In this evolving environment, we anticipate significant consolidation through M&As. However, for this trend to fully materialize, market conditions need to stabilize.
What’s the real story behind M&A roles? Is it as glamorous as people think?
(Girish drops some truth bombs)
M&A has this allure because seeing your deals in the newspaper gives you a sense of accomplishment…There’s an over-hyped glamour attached to it.
But if I break down M&As into categories:
- 95% is about processes; valuation, diligence, court mergers, open offers, buybacks, and rights issues. It can be as tedious as filing a tax return or conducting an audit.
- 5% is where the judgment or exciting part comes into play deciding whether to proceed with a deal and at what price. That’s where the real expertise lies.
So, to someone on the outside, it might seem thrilling, but in reality, it’s about mastering these processes.
If you aspire to build a career in M&A, you must be prepared to dive into the grinding. Mastery of these intricacies doesn’t happen overnight; it takes years of experience.
Having been in this field for 30 years, I have seen how all these aspects converge into an informed judgment.
What are some most exciting opportunities today for Finance Professionals?
It’s not just M&A or restructuring—the real party is at Family Offices. (Girish’s eyes light up when he talks about family offices!)
I was advising my son who also works with me, I have made sure he works in family offices now because that’s where the maximum excitement is.
Managing the wealth generated from business sales and investments
Ensuring compliance with regulations
Exploring international opportunities like the Liberalised Remittance Scheme (LRS), Overseas Direct Investment (ODI), and Gift City are what truly excite me
Celebrity management
Different kinds of stuff for high net worth individuals, even doing a family settlement, trust bills, family charters, and so much to do.

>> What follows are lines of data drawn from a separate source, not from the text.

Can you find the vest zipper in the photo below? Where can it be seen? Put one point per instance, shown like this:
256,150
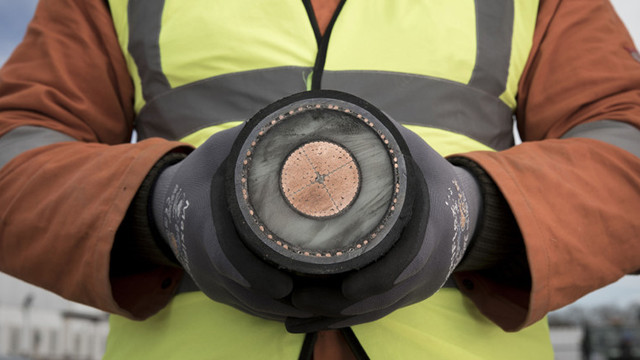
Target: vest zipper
354,344
322,40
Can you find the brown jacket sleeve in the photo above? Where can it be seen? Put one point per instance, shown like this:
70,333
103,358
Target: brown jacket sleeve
576,201
60,205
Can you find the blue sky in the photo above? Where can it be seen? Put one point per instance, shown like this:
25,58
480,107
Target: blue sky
15,15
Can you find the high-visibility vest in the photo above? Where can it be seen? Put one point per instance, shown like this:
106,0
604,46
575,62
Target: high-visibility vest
448,70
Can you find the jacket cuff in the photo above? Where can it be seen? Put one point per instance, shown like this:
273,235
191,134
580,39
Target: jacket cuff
138,245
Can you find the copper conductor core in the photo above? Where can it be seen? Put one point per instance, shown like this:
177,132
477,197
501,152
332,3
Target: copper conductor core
320,179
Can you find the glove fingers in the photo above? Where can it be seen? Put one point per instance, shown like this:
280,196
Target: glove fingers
381,275
259,304
262,277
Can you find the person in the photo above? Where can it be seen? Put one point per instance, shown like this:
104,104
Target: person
87,214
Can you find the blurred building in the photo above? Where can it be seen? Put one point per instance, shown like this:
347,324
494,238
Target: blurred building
38,325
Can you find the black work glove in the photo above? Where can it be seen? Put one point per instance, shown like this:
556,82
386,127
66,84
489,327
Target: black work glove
445,213
190,210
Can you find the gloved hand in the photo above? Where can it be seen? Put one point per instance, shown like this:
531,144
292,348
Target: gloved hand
189,208
445,213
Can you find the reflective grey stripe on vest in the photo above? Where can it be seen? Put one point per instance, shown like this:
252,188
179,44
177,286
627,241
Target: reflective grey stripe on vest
214,101
25,138
473,110
432,102
145,18
494,29
622,135
409,99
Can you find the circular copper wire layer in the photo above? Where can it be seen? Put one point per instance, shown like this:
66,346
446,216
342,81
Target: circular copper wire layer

There is a lot of scope in Family Offices as they represent the future.
While M&A restructuring is an essential part of our business, family offices offer a different level of excitement and diversity.
I have concluded that M&A is just a fraction of what family offices entail.
Managing fortunes, navigating international tax mazes, and setting up trust funds – now that’s where the real action is!
Also read: [COVID-19] How this Chartered Accountant and Founder of an Advisory and M&A Firm Manages Crisis
How do you get clients in the Family Office space?
A family office is very intimate; it’s about deep trust. If you’ve been around long enough and provide excellent service to your clients, word-of-mouth marketing happens.
There’s no Big 4 competition in family offices because people trust individuals, not constructs!